Table 6 Isolation by river distance and environmental heterogeneity across Varanus niloticus collection localities


Although managed as a single taxonomic unit, the results of this study clearly show that Varanus niloticus exhibits a substantial degree of genetic partitioning throughout Sahelian Africa. Our results indicate considerably restricted gene flow between the westernmost population and the rest of the region, despite relatively short geographic distances (approximately 175 km between the western and central populations). The level of intraspecific differentiation found among V. niloticus populations throughout the Sahel is comparable to proposed distinct evolutionary lineages in other reptile species [42,43]. Mitochondrial sequence data from all populations matched voucher museum specimens of V. niloticus from respective localities (Dowell, unpublished dissertation), alleviating concerns of possible misidentification. Additionally, all sample localities are outside of the published distribution of the ornate monitor, V. ornatus, a morphologically similar species restricted to the forested regions of western and central Africa [44,45]. For comparison, sequences were also generated from V. ornatus museum material (Dowell, unpublished dissertation), further increasing our confidence in the sample identification. Future studies are necessary to determine whether other ecological, behavioral, or chromosomal factors are contributing to the reproductive isolation of the western population.

Contrary to our expectations, the largest genetic break occurs within a single drainage basin, near the Inner Niger Delta in Mali, an area characterized by floodplains and reticulating river networks. The Inner Niger Delta represents a suture zone for other Sahelian species, separating western and eastern lineages [46,47]. These congruent biogeographic patterns across species indicate that historic events likely shaped the evolutionary history of the Sahelian faunal community [48]. McIntosh [49] provides evidence that the Niger River stopped flowing during Pleistocene glacial periods and that the redistribution of sand caused large dunes to form in the region of the Inner Delta.

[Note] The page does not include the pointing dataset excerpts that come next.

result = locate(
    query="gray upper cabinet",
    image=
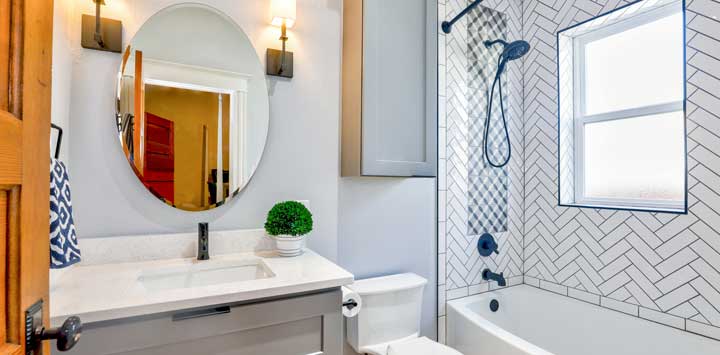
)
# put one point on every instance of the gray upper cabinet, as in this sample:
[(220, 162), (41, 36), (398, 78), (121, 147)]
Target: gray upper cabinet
[(389, 93)]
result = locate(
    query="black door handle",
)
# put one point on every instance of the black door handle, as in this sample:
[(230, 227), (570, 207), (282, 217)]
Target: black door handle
[(67, 335)]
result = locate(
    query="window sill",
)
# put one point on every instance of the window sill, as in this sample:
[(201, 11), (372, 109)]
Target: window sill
[(627, 208)]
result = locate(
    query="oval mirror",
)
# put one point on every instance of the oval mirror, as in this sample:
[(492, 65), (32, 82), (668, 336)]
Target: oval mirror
[(192, 107)]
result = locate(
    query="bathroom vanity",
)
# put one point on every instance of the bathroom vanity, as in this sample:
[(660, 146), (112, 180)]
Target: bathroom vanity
[(241, 301)]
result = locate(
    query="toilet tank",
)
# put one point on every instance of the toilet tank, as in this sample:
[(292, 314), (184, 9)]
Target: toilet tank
[(391, 309)]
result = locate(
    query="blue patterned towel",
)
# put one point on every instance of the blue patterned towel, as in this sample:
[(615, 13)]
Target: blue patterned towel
[(64, 250)]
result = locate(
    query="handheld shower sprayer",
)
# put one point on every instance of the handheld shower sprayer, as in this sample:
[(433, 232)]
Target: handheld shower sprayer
[(511, 51)]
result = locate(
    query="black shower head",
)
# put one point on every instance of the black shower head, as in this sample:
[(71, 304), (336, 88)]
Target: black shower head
[(516, 50), (512, 50)]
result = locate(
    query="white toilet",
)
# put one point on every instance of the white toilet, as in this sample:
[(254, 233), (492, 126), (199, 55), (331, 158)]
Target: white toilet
[(389, 320)]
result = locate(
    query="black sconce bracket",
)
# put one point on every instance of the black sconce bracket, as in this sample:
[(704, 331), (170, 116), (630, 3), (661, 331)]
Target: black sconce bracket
[(100, 33), (279, 62)]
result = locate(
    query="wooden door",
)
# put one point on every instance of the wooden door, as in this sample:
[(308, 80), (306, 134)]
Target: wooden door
[(159, 175), (25, 61)]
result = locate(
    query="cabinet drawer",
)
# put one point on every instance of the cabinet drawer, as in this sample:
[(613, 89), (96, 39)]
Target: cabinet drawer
[(300, 325)]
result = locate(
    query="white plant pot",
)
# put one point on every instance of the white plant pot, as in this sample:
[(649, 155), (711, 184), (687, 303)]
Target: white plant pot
[(287, 245)]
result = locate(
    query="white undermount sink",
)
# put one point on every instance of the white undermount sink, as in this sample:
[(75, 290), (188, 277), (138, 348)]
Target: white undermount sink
[(193, 273)]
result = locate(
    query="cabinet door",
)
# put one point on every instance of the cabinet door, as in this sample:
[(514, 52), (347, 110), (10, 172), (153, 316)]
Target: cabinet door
[(399, 93), (307, 324)]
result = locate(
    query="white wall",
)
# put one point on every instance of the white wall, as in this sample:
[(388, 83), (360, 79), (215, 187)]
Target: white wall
[(64, 10), (387, 226)]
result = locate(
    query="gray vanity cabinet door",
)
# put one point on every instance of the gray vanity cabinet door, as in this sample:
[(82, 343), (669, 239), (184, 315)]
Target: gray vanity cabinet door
[(309, 324), (390, 88)]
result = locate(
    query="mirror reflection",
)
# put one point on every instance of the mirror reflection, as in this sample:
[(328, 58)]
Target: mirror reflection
[(192, 107)]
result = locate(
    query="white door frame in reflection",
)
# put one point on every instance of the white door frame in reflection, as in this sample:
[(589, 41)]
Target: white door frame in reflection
[(183, 76)]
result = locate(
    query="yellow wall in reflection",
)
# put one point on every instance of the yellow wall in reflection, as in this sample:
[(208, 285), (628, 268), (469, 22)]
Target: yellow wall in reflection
[(190, 110)]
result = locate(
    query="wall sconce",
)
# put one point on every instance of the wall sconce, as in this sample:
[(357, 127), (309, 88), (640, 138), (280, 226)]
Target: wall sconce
[(280, 63), (101, 33)]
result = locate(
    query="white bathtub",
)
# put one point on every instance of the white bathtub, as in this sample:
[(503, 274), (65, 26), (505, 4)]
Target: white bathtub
[(531, 321)]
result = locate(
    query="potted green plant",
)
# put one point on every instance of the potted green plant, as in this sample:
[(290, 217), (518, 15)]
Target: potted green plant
[(288, 222)]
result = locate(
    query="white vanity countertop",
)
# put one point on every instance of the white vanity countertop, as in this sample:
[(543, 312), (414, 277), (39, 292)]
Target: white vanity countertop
[(114, 291)]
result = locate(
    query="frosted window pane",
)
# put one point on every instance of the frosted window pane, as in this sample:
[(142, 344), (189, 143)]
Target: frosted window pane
[(636, 158), (638, 67)]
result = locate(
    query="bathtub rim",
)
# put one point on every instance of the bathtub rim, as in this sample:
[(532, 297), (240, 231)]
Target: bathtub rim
[(460, 307)]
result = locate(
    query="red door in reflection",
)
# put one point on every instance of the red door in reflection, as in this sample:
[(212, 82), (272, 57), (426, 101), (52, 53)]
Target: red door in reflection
[(159, 172)]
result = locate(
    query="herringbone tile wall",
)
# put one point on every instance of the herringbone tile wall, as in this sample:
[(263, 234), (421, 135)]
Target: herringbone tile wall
[(662, 267)]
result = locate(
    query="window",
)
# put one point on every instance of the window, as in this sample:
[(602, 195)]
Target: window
[(622, 117)]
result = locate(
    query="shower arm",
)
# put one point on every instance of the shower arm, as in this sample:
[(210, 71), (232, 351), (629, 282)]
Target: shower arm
[(447, 25)]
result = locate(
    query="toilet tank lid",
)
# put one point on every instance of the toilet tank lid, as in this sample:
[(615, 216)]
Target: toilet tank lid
[(386, 284)]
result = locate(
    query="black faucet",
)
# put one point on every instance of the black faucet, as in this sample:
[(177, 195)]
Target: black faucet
[(499, 278), (203, 241)]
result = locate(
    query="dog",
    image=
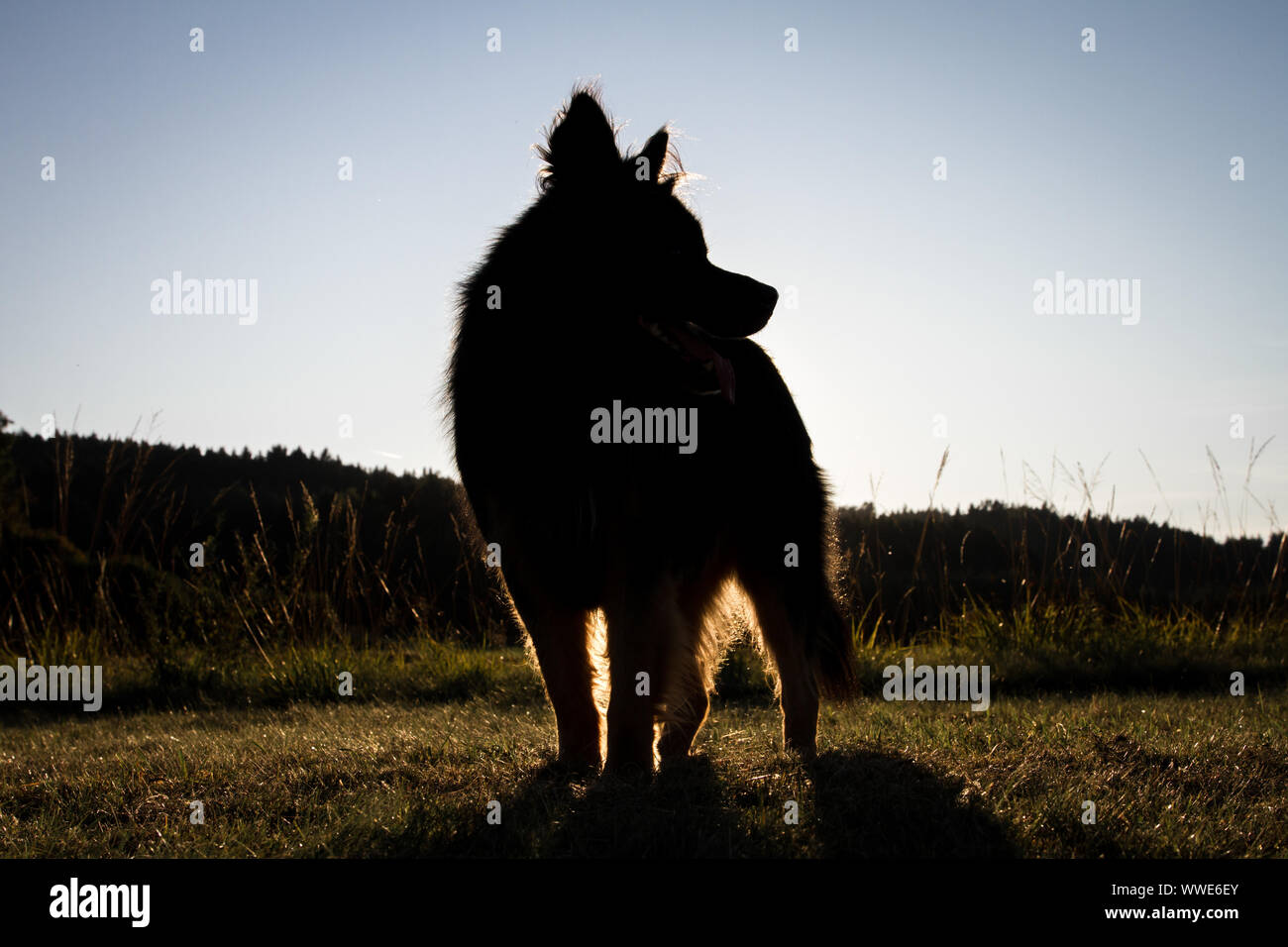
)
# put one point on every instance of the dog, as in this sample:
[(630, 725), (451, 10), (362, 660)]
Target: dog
[(636, 459)]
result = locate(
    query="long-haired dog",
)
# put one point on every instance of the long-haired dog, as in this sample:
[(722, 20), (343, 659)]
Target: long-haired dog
[(632, 454)]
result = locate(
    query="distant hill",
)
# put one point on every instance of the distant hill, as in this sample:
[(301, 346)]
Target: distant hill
[(95, 539)]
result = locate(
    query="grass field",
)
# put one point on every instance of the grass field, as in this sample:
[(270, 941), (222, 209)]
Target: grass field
[(433, 733)]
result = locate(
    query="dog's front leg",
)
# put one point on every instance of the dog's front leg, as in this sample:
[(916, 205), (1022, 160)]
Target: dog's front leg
[(642, 620)]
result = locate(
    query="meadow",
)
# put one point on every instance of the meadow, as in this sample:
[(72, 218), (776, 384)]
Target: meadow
[(1111, 684)]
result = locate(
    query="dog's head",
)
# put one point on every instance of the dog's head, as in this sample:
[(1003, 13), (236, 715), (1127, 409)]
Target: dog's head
[(639, 237)]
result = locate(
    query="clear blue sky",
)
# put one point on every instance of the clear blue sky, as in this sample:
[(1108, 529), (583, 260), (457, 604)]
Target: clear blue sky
[(915, 296)]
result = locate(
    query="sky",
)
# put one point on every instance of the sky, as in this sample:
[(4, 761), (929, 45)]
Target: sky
[(911, 171)]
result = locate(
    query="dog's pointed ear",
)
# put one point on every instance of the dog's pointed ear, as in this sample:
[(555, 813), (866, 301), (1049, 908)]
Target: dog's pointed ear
[(583, 146), (648, 163)]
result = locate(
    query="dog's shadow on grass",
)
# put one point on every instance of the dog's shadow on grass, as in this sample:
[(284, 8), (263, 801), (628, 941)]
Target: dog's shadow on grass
[(854, 804), (881, 805)]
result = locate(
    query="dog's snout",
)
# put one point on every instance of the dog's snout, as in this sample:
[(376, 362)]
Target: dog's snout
[(769, 296)]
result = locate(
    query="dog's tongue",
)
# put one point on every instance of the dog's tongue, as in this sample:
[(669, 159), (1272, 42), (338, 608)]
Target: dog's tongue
[(697, 351)]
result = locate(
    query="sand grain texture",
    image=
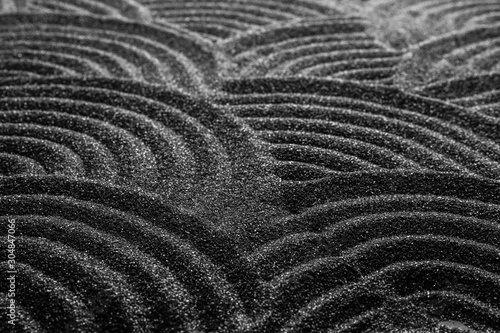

When the Niger River began to flow again, these sand dunes acted as a dam, forming the large Paleo-lake Debo during the late Pleistocene and early Holocene [49,50]. The drying of the Niger River during glacial periods likely acted as a barrier to Varanus niloticus dispersal, and populations isolated in riverine refugia differentiated from one another.

Other evidence suggests that historic drainage patterns could have played a large role in shaping the present-day genetic patterns within Varanus niloticus. Individuals within the Senegal and Niger watersheds were assigned to the same genetic cluster. This low degree of genetic differentiation could be a reflection of the historic connection between the Senegal and Niger drainage basins, which occurred until the late Pleistocene [50], and likely facilitated past migration. Presently, the frequent flooding of these riverine systems has possibly allowed for the continuing exchange of migrants. On the other hand, the relatively low yet significant pairwise F ST value between these localities suggests that gene flow might be slightly reduced, possibly due to the currently separate watersheds.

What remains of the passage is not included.